All’ordine del giorno, un tema mai così tanto attuale, come in questo periodo: la valutazione del rischio sismico, attraverso un nuovo approccio integrato.
Tanti i temi affrontati e le casistiche prese in considerazione, a partire dai danni provocati dal sisma del 1976 in Friuli, di magnitudo 6.5 che costò la vita a 922 persone, passando per quello dell’Irpinia del 1980, 6.9 di magnitudo e 2914 vittime, dell’Umbria nel 1997, 6.1 di magnitudo e 12 vittime, Molise 2002, 5.9 magnitudo e 30 vittime, Abruzzo 2009, 6.3 magnitudo e 308 vittime, Emilia Romagna 2012, 6 di magnitudo e 26 vittime, per finire a quello che nel 2016 colpì il centro Italia, provocando 292 vittime, e qui parliamo di 6.2 di magnitudo.
Le perdite, però, quando si parla di un terremoto sono da stimare anche in miliardi di euro finiti sgretolati sotto le macerie: che sono di molteplice natura, perché riguardano non soltanto i costi per la ricostruzione ma anche i costi di mancata produzione.
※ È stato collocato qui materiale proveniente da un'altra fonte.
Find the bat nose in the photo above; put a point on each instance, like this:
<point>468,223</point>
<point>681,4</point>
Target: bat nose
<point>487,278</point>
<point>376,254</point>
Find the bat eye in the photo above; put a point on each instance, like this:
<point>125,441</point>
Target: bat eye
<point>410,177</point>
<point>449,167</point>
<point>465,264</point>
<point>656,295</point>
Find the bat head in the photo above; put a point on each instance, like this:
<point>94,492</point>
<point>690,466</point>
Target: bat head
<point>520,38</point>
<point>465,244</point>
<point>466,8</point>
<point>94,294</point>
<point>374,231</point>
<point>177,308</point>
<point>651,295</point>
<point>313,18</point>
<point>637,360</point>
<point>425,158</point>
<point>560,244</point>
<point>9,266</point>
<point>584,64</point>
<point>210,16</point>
E’ intorno a questi numeri che ruota tutto il metodo presentato a Torino, nei giorni scorsi e ad una domanda ben precisa: è misurabile il rischio sismico? Si, è misurabile.
In Emilia Romagna le non strutture hanno generato un danno inestimabile a livello economico locale non paragonabile a nessun altro sisma. Basti pensare che il costo medio annuale dal 2002 per far fronte ai danni dei terremoti sin qui presi in considerazione supera, a livello nazionale, i tre miliardi di euro all’anno.
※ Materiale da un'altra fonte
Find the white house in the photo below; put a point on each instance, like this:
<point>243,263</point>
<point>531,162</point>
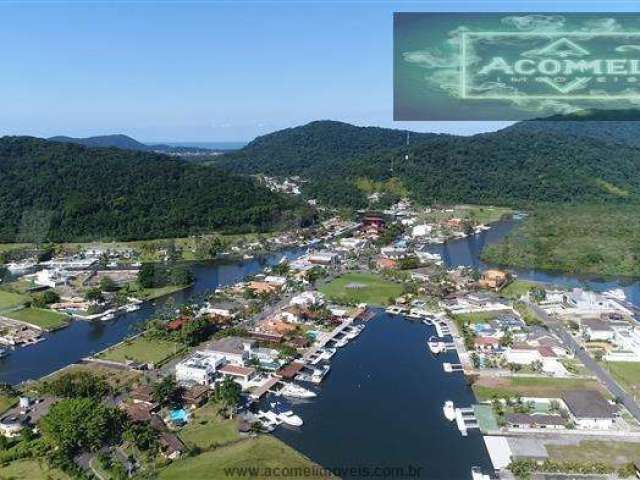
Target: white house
<point>589,409</point>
Alla base di tutte queste valutazioni e nuovi spunti, c’è uno studio, portato avanti insieme al Politecnico di Torino, che si è dimostrato capace di codificare un percorso con canali scientifici, capaci di avere un metro di valutazione universalmente riconosciuto, perché nato da studi approfonditi sui metodi di prevenzione già da tempo adottati da americani e giapponesi, in tema di terremoti.
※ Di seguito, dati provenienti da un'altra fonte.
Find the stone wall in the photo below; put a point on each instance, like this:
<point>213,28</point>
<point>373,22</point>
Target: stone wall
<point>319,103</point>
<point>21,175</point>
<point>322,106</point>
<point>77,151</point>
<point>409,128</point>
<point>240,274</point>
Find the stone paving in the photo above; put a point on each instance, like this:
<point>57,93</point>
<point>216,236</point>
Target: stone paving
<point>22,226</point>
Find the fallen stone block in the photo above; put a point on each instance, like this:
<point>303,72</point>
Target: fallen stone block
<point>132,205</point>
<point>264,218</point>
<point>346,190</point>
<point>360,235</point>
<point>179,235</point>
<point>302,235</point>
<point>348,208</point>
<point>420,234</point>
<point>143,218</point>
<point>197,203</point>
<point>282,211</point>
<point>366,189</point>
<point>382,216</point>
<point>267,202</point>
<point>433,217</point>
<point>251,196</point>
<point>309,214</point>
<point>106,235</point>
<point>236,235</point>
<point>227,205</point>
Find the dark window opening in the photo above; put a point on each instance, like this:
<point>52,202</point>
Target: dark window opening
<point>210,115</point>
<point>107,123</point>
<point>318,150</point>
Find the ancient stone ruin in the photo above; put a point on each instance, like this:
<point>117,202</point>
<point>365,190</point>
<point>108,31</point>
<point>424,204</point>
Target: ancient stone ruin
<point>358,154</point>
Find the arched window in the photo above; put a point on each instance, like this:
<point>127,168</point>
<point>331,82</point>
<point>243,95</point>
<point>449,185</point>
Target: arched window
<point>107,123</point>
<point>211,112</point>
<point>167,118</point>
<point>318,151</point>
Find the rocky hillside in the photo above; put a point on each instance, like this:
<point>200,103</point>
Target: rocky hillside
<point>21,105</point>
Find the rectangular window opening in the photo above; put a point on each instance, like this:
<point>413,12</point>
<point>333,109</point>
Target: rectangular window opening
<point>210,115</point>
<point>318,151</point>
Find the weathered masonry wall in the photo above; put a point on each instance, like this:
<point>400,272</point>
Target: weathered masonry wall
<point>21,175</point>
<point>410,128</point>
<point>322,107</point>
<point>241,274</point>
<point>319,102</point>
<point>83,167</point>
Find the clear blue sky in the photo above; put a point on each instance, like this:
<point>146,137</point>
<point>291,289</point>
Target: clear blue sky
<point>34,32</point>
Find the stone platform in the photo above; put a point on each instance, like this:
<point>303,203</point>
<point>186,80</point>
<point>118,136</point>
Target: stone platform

Si è parlato di danni, dando un valore ben più ampio e dettagliato al termine, rispetto al pensare comune, andando a catalogare le varie tipologie di danno (Life Safety / Property Loss / Functionality Loss) ed andando a studiare un ciclo di vita di un edificio (“tutti gli edifici hanno necessità di manutenzioni”), a valutare la vulnerabilità statica ma anche quella degli impianti, delle attrezzature, dei macchinari ed anche degli arredamenti che ha fatto intervenire ai lavori del seminario i rappresentanti delle maggiori realtà economiche italiane, molto interessate a comprendere come esaminare questa complessa tematica. Hanno partecipato ai lavori il Gruppo Fca, Ferrero, Leonardo Finmeccanica, Saipem, Intesa San Paolo, il Gruppo Unipol, Pirelli, Roche Farmaceutici, Pininfarina, Giugiaro tra gli altri.
La conclusione? Una metodologia comprovata basata sul garantire un obiettivo di prestazione dell’edificio in tutte le sue parti concordato con il committente, rifacendosi alle norme nazionali e internazionali e una frase capace di contenere tutto il sapere condiviso: “ricordiamoci di mantenere sempre uno sguardo rivolto al futuro, senza perdere di vista il patrimonio del passato”.